With reference to the applicant’s allegations that the prosecuting authorities wilfully ignored the discrepancies in the witnesses’ testimonies, the Court stresses that, in accordance with Article 19 of the Convention, its only task is to ensure the observance of the obligations undertaken by the Parties in the Convention. [This can only mean that the Convention does NOT require a signatory State to ensure that investigations be conducted with proper thoroughness and diligence. If so, the Convention becomes a mere statement of hopeful aspiration. It purports however to be a binding agreement imposing practical obligations on the signatories. This is evidently not the case.]

In particular, the assessment of evidence and its probative value are primarily a matter for the domestic authorities: the Court is not competent to deal with an application alleging that errors of law or fact have been committed by domestic courts, except where it considers that such errors might have involved a possible violation of any of the rights and freedoms set out in the Convention. [This is exactly the case here, the wilful “errors” or rather omissions of the Florentine authorities in this case undeniably did involve a violation of the Right to Life, or it could be said, enabled those responsible for its violation to remain immune from a proper investigation.]

In the present case, the Court finds no indication that the prosecuting authorities arbitrarily assessed the evidence before them. [This is incredible.
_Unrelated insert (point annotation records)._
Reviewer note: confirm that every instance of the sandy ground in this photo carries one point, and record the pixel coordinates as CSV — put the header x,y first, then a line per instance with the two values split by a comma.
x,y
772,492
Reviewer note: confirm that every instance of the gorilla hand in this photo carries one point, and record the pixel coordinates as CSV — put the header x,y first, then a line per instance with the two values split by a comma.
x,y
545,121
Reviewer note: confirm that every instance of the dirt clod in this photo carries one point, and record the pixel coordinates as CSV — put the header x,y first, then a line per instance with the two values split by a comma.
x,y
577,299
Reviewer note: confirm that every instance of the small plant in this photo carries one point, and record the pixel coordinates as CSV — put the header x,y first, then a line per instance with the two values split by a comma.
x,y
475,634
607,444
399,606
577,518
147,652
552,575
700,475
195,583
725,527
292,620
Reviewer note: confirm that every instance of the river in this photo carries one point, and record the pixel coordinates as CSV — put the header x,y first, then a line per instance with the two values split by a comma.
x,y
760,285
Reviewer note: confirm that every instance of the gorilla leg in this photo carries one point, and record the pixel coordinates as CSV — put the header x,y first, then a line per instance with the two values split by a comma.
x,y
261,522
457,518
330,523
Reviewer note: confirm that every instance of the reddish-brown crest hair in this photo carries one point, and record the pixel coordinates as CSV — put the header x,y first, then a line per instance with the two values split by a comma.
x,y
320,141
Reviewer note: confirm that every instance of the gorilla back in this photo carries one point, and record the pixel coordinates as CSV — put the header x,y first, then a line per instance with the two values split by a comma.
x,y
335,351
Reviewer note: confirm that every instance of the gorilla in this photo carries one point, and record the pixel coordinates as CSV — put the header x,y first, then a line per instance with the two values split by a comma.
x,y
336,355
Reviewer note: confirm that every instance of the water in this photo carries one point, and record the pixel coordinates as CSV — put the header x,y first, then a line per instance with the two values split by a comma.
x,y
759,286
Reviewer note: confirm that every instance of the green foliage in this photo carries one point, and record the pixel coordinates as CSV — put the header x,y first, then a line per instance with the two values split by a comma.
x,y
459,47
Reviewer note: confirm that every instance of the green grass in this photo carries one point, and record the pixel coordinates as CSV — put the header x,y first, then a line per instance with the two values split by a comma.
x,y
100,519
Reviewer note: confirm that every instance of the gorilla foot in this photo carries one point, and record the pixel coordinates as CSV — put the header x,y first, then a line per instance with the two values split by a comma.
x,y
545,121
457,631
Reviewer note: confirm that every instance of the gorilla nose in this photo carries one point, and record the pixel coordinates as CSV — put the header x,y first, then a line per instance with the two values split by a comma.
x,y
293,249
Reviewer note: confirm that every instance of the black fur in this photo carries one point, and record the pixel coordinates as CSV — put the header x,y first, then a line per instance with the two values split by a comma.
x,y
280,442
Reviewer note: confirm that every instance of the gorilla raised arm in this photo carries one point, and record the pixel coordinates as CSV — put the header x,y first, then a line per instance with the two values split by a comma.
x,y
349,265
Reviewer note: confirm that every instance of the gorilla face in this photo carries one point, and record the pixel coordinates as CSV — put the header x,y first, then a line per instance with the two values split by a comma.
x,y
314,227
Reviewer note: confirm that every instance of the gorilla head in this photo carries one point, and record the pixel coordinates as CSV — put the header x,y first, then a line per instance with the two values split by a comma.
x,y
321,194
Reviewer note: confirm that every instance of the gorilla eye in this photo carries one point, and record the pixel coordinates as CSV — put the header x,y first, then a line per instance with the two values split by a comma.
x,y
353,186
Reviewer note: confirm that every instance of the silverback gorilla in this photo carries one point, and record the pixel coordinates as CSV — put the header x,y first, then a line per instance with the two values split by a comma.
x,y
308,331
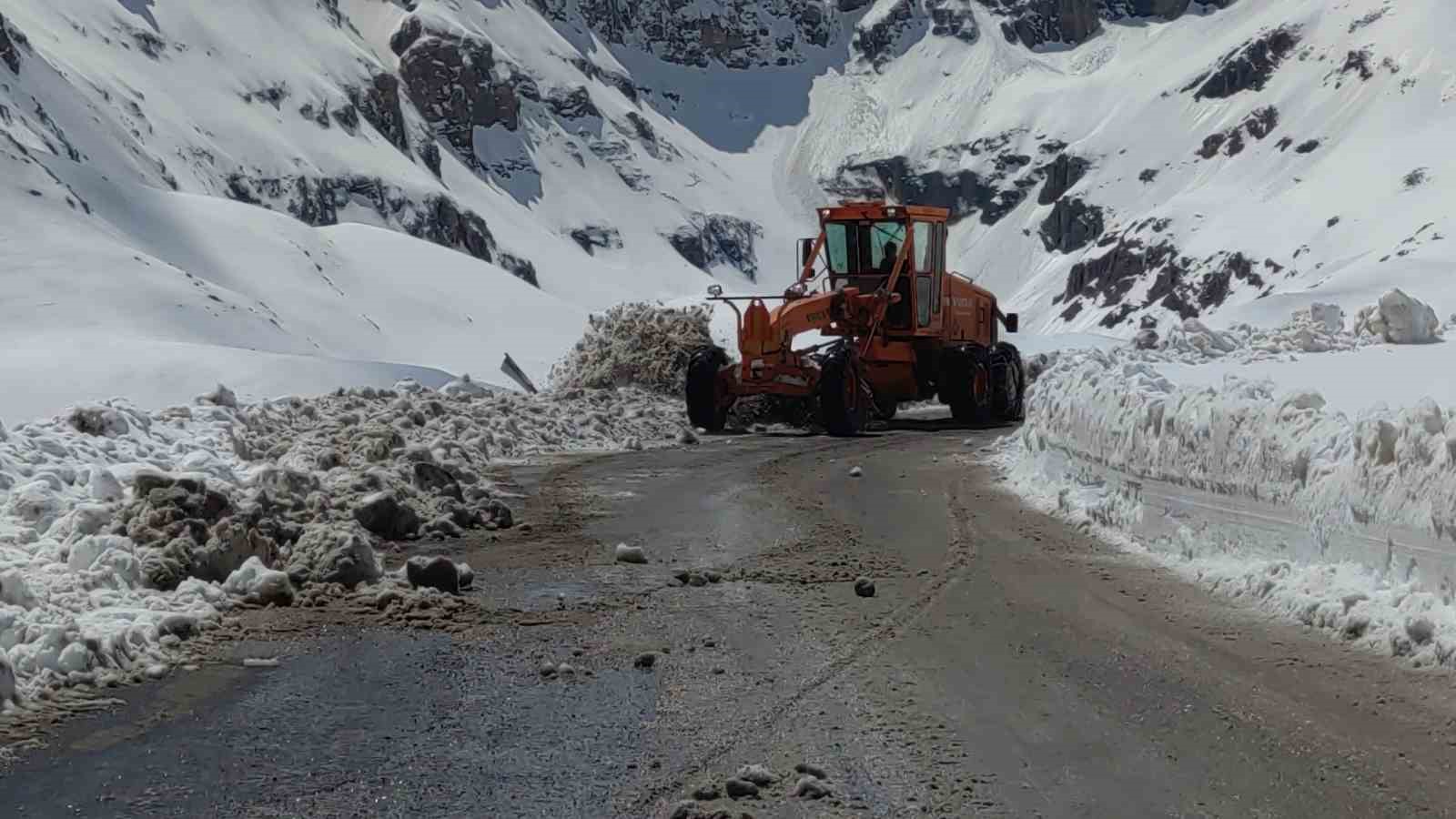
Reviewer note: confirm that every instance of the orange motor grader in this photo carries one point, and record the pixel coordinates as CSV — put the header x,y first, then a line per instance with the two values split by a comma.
x,y
900,329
The Court itself appears to have noted the claims by the applicant that the prosecuting authorities decided not to investigate whether the untrue statements made to the investigators were or were not deliberate lies, told to cover up their responsibilities. No reasons were given for this decision, which was therefore quite arbitrary. The investigation was stopped in its tracks, just as the trail was getting warm.]

The Court further observes and stresses that it was open to the applicant to bring an action for negligence against the hospital. The Court underlines in this respect that the criminal investigations had only aimed at establishing the identity of the practitioners concerned, and not also at assessing whether there had been any negligence in treating the applicant’s mother: this question has therefore remained open. In civil proceedings, the applicant would have enjoyed the possibility of seeking and adducing further evidence and his scope of action would not have been limited as in criminal proceedings. [Ah, so they admit here, once again, that the applicant’s scope of action was limited, and that therefore the Italian State Advocate had made an untrue representation as to the unused possibility of appeal that was supposedly open to the applicant, when in effect it was not.]

In the light of the above, the Court finds no indication that the facts of this case have not been sufficiently investigated or that there has been any failure to provide a mechanism whereby those with criminal or civil responsibility may be held answerable. [The mechanism was there. The problem was that the Florentine authorities decided not to use it. And, additionally, as recognised by the Under-Secretary of the Italian Minister of Justice, the Italian judicial system offered no remedy to the injured party, or route of appeal against this arbitrary decision.]

The Court concludes that the present application does not disclose any failure by the respondent State to comply with the positive obligations, including any procedural requirements, imposed by Article 2 of the Convention. It follows that it must be rejected as being manifestly ill-founded within the meaning of Article 35 § 3 and rejected by application of Article 35 § 4 of the Convention.

For these reasons, the Court, unanimously,

 DECLARES THE APPLICATION INADMISSIBLE.